Place aux équipes modernes !

Pour être plus rapides, plus inventives et plus innovantes, les entreprises ne peuvent pas compter sur la somme des individus : elles doivent s’appuyer sur la pluralité d’idées et la créativité de leurs équipes hypercollaboratives, des groupes soudés par une mission commune nécessitant de résoudre des problèmes complexes.

Leur travail, organisé en cycles rapides, s’inspire de la méthode agile et du design thinking, des approches fondées sur l’itération, la mobilité et la flexibilité. Sans cesse en mouvement, elles ont besoin d’un environnement modulable. Or la plupart des espaces de travail, incapables de suivre le rythme de ces équipes modernes, deviennent un frein à leur créativité.

Espaces à la demande

En observant ces équipes, les designers de Steelcase ont constaté que leur fonctionnement était entravé par des espaces inadaptés.

À lire : Nouveaux modes de travail. Nouvelles règles.

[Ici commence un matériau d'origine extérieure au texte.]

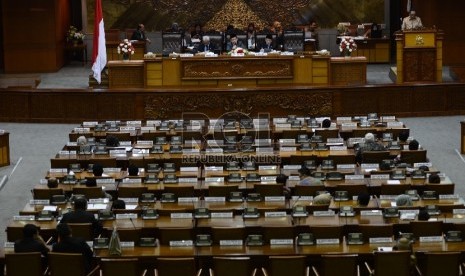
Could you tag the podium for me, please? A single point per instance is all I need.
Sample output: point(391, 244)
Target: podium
point(419, 56)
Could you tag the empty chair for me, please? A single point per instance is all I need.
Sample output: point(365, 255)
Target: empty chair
point(294, 41)
point(88, 192)
point(376, 231)
point(82, 230)
point(439, 263)
point(222, 190)
point(287, 265)
point(60, 264)
point(338, 264)
point(171, 42)
point(177, 266)
point(426, 228)
point(307, 190)
point(46, 193)
point(174, 234)
point(134, 192)
point(390, 263)
point(375, 157)
point(179, 191)
point(121, 267)
point(227, 233)
point(20, 264)
point(326, 133)
point(277, 232)
point(232, 266)
point(413, 156)
point(269, 189)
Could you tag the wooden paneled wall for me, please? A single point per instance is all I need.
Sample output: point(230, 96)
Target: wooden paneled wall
point(34, 34)
point(80, 105)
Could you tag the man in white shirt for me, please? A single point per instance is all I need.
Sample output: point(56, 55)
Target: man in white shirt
point(411, 22)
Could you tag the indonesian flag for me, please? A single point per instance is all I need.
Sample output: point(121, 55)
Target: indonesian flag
point(99, 52)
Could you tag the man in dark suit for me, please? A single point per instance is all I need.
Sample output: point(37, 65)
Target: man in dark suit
point(68, 244)
point(206, 46)
point(80, 215)
point(31, 241)
point(139, 34)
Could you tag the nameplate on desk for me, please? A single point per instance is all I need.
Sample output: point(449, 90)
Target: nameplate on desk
point(181, 243)
point(264, 150)
point(345, 166)
point(221, 215)
point(81, 129)
point(24, 217)
point(99, 200)
point(288, 149)
point(187, 180)
point(275, 198)
point(153, 123)
point(129, 199)
point(431, 239)
point(337, 148)
point(284, 125)
point(371, 213)
point(281, 241)
point(388, 118)
point(126, 216)
point(427, 164)
point(354, 177)
point(181, 215)
point(89, 124)
point(380, 176)
point(302, 198)
point(345, 126)
point(292, 167)
point(39, 202)
point(214, 168)
point(381, 240)
point(328, 213)
point(214, 150)
point(214, 179)
point(395, 124)
point(284, 142)
point(189, 169)
point(111, 170)
point(215, 199)
point(448, 196)
point(231, 242)
point(105, 181)
point(327, 241)
point(132, 180)
point(117, 152)
point(191, 151)
point(187, 199)
point(458, 211)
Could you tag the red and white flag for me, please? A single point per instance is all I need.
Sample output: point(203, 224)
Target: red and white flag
point(99, 52)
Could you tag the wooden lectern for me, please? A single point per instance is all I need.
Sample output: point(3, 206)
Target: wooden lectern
point(419, 55)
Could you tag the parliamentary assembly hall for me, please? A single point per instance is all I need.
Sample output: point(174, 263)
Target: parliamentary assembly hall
point(232, 137)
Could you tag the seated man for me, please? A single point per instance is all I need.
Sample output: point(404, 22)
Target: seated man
point(31, 241)
point(411, 22)
point(369, 145)
point(233, 43)
point(206, 45)
point(68, 244)
point(139, 34)
point(268, 46)
point(80, 215)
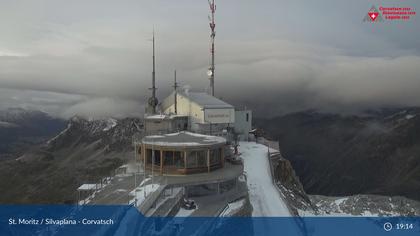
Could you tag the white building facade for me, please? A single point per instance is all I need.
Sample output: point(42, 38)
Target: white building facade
point(207, 114)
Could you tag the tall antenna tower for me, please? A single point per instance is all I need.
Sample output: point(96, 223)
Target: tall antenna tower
point(153, 101)
point(210, 72)
point(175, 86)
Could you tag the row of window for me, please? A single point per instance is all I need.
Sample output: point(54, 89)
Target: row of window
point(195, 159)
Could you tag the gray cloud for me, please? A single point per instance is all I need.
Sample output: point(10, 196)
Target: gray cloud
point(94, 58)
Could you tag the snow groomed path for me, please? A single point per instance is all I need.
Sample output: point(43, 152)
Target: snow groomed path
point(264, 196)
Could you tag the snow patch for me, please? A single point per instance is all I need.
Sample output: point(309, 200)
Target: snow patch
point(264, 196)
point(233, 208)
point(110, 123)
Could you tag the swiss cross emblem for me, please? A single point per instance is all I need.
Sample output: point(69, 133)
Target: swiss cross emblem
point(373, 15)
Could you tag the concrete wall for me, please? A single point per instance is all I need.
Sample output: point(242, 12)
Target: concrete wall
point(199, 116)
point(243, 125)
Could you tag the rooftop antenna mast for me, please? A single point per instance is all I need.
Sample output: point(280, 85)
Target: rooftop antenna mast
point(210, 72)
point(153, 100)
point(175, 86)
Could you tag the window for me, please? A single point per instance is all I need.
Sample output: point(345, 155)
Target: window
point(168, 157)
point(192, 159)
point(201, 159)
point(215, 155)
point(179, 159)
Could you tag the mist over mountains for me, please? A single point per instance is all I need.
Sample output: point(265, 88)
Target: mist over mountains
point(337, 155)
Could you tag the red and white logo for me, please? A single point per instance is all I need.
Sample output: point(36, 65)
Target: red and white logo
point(373, 15)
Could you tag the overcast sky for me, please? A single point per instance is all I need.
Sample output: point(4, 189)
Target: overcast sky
point(94, 57)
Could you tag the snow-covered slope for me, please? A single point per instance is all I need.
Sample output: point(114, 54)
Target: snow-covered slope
point(265, 198)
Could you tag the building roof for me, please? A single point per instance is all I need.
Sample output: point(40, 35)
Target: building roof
point(200, 98)
point(183, 139)
point(205, 100)
point(163, 116)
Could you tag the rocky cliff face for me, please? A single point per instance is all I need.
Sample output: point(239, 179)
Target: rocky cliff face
point(377, 153)
point(84, 152)
point(291, 186)
point(22, 129)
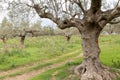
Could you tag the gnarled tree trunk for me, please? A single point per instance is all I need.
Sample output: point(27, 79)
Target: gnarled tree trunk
point(91, 67)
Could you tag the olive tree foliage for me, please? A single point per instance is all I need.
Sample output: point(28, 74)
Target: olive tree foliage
point(89, 17)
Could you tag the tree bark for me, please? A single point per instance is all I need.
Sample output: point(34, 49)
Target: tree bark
point(91, 67)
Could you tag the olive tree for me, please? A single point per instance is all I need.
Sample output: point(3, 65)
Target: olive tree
point(89, 17)
point(6, 28)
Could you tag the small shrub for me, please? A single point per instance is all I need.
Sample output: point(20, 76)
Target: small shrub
point(116, 63)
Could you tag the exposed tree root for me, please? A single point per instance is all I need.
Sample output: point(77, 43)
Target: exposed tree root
point(88, 71)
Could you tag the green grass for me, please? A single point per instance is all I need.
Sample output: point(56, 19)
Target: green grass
point(36, 49)
point(59, 73)
point(41, 65)
point(110, 56)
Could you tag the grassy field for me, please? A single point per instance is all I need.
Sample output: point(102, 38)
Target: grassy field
point(110, 56)
point(45, 48)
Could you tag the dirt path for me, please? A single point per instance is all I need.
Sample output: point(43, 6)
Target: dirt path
point(22, 68)
point(29, 75)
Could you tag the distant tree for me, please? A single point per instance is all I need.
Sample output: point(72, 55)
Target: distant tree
point(89, 17)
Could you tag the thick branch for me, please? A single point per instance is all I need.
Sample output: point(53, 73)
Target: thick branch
point(95, 5)
point(108, 16)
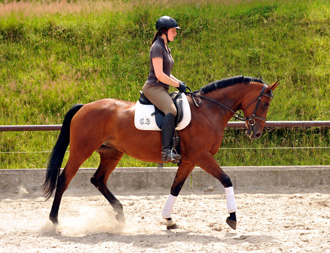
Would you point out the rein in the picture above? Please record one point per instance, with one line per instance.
(237, 116)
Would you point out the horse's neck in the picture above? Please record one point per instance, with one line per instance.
(231, 97)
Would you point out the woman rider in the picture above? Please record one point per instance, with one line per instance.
(160, 78)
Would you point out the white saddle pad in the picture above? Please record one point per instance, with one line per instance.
(144, 120)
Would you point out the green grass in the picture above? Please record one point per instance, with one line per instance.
(56, 54)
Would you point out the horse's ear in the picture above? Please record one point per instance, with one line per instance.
(272, 86)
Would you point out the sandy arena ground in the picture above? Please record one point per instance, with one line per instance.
(267, 222)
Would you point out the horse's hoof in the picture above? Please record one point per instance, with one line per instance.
(231, 223)
(120, 218)
(170, 224)
(54, 220)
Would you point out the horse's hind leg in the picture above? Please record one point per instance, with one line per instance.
(109, 160)
(181, 175)
(64, 179)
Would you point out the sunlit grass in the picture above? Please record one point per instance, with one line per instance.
(54, 54)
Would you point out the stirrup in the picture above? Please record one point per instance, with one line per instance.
(170, 155)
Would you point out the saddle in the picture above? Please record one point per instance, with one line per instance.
(149, 117)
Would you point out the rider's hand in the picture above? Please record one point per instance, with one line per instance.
(182, 87)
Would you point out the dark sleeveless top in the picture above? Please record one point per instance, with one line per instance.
(158, 50)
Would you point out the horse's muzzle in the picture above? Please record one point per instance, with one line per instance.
(252, 132)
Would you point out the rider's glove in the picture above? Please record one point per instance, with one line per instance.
(182, 87)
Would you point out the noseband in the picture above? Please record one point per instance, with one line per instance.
(250, 120)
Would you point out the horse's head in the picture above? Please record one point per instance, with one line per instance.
(255, 110)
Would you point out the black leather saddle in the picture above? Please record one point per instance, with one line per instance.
(159, 115)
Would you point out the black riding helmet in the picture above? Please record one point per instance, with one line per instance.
(166, 22)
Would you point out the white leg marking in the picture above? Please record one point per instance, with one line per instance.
(167, 211)
(231, 203)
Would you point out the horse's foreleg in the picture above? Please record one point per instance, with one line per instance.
(210, 165)
(181, 175)
(109, 160)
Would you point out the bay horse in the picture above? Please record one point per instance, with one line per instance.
(107, 126)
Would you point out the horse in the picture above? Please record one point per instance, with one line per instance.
(107, 127)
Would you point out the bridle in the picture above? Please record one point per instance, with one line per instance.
(251, 119)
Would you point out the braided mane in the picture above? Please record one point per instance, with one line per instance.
(228, 82)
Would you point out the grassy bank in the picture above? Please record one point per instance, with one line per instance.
(56, 54)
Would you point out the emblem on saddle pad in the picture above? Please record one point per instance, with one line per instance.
(148, 117)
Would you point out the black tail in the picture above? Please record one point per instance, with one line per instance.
(57, 155)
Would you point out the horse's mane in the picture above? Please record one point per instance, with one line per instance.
(228, 82)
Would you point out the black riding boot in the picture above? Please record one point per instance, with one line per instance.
(168, 129)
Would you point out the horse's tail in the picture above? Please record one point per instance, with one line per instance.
(57, 155)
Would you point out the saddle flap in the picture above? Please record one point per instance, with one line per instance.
(148, 117)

« Les équipes ont besoin de flexibilité pour passer d’une activité à l’autre, surtout lorsqu’elles appliquent la méthode agile ou le design thinking – nous avons donc repensé l’espace en tenant compte de ces exigences », explique Bill Bennie, directeur Design. Cette analyse a abouti à une idée ingénieuse : créer un système interconnecté destiné à faciliter à la fois le travail collectif et les tâches individuelles. C’est ainsi qu’est née Steelcase Flex Collection, une gamme entièrement mobile de bureaux, tables, tableaux blancs, chariots, écrans et accessoires pouvant être reconfigurés en quelques minutes afin de créer des environnements performants.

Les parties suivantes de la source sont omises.